Another feature we could do is to allow filtering by the host. In this case, we want a given CU to execute in a specific set of machines only, but we also can achieve that in the CU itself if we need to.
The persistence needs to be passed for the CU, we can achieve that by wrapping the provided raw string code with a function that receives an input and pass this argument through the pcall call.
We’ll have access to the edge_computing in our CUs as if it was a global variable.
And finally, we can mimic the sampling technique by using a random function. Let’s say we want a given CU to be executed 50% of the time.
We need to encode the desired state at the datastore level and before we run the CU, we check if the random number, ranging from 1 to 100, is smaller or equal to the desired sampling rate.

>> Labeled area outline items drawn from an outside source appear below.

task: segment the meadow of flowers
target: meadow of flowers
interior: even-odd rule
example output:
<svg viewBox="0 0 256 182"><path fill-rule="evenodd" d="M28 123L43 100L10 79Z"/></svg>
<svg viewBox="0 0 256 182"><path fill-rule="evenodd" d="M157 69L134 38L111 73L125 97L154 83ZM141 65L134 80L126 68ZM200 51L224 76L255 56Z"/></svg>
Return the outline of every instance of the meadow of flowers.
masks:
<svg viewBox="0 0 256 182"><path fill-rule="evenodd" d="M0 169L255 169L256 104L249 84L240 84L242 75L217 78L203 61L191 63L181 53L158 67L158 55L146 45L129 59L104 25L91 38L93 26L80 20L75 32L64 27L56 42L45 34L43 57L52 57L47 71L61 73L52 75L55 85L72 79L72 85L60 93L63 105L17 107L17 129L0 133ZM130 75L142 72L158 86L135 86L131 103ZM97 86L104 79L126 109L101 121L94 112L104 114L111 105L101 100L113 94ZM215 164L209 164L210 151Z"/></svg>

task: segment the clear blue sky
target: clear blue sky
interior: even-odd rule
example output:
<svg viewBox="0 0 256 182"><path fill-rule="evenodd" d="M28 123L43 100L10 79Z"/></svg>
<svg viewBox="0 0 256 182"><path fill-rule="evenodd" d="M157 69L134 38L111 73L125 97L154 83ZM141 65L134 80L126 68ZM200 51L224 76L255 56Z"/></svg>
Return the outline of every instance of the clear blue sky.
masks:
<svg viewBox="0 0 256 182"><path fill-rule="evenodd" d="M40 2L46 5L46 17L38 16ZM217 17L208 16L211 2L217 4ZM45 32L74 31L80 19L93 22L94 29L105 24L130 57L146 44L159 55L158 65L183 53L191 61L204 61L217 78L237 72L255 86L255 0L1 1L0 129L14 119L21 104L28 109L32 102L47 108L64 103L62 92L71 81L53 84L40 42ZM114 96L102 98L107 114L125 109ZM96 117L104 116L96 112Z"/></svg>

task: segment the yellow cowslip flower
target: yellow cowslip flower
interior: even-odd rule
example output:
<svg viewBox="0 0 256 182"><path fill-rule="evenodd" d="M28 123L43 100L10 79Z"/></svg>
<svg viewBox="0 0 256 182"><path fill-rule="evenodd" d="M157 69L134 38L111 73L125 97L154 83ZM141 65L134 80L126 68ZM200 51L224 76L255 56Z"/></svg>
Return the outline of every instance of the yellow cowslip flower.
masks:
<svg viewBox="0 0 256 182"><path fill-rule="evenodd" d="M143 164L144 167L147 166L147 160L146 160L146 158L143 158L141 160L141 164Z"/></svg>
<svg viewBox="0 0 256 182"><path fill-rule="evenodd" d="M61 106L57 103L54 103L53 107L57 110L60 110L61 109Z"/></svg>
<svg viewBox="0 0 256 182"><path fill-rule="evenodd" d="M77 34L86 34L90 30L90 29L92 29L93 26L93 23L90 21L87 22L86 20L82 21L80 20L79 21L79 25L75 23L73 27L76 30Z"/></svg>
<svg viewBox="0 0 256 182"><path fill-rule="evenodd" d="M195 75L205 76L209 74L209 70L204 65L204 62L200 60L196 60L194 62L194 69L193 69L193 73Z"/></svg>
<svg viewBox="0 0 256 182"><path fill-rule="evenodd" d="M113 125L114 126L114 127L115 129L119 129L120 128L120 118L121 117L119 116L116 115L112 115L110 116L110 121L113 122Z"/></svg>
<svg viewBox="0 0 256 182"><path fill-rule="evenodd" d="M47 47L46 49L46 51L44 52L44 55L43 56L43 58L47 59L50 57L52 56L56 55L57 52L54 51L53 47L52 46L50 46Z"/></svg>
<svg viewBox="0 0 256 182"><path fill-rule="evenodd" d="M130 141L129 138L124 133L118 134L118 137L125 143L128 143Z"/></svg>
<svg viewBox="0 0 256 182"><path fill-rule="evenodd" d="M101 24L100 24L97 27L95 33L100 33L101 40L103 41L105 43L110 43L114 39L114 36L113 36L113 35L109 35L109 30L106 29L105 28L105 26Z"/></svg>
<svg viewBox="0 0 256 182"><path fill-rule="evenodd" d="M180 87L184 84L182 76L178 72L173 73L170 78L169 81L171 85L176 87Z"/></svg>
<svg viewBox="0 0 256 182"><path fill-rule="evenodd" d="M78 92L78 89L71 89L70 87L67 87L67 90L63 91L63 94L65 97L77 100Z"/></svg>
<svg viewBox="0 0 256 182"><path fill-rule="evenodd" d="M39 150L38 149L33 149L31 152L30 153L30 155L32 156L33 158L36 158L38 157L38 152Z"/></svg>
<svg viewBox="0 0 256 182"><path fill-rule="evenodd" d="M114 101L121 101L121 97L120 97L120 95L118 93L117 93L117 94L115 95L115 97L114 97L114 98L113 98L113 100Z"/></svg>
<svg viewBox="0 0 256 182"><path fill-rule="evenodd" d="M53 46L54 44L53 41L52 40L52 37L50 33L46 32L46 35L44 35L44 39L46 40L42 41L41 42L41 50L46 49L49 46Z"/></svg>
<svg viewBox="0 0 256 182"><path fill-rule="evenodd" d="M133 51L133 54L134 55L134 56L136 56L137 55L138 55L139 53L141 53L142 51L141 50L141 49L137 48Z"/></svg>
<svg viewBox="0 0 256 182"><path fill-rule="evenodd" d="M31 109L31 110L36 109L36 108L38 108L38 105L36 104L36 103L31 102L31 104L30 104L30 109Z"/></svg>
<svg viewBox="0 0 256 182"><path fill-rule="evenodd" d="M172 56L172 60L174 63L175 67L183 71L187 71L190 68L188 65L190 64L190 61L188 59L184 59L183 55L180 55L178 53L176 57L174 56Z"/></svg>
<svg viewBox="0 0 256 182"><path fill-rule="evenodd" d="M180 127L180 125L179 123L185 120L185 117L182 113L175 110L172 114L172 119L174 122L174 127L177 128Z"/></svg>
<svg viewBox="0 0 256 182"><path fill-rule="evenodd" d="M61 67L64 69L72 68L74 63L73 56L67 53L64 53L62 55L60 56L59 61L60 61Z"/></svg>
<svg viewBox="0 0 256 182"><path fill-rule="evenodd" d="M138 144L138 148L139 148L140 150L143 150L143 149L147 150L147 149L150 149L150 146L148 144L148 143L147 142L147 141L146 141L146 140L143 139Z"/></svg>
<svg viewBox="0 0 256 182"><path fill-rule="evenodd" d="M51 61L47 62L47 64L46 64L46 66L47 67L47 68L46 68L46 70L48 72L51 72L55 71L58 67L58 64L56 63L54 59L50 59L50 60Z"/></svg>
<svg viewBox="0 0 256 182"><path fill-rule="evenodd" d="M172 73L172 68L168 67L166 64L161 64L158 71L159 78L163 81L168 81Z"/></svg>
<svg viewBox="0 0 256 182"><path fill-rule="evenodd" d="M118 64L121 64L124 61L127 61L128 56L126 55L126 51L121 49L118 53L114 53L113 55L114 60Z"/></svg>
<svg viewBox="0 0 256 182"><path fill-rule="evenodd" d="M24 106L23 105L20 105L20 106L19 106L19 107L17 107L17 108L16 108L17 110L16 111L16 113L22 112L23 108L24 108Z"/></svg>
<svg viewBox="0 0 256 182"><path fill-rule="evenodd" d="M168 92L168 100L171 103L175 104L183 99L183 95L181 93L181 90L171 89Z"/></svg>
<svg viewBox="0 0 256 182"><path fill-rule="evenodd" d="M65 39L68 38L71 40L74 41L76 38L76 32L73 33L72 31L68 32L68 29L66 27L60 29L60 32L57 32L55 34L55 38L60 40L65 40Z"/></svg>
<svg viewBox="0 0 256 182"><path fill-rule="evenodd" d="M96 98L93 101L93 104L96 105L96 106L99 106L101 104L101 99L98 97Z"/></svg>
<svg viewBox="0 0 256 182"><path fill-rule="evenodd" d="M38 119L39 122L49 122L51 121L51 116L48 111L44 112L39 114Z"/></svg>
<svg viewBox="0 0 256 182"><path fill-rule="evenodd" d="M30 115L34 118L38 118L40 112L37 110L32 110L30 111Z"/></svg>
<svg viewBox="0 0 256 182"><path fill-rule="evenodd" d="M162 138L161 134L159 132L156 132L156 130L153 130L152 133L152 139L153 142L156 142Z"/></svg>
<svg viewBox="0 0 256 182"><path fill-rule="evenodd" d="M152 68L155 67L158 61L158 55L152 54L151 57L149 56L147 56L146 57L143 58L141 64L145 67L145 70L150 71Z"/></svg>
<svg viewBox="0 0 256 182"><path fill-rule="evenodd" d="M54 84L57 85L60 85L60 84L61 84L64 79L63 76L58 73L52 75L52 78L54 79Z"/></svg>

Pure random distribution is not the most adequate, maybe in the future, we can use an algorithm similar to the power of two choices.
Future
Any platform is a complex piece of software that needs to be flexible, accommodate many kinds of usage, be easy to use, be safe and it still needs to be open for future innovation/changes such as:
- a control plane where you can create CUs using UI
- if the execution order is important then change the current data types
- add usage metrics per CU
- wrapper the execution with a timeout/circuit breaker mechanism
I hope you enjoyed these blog posts, they were meant to mostly show some trade-offs and also to deepen the nginx and Lua knowledge.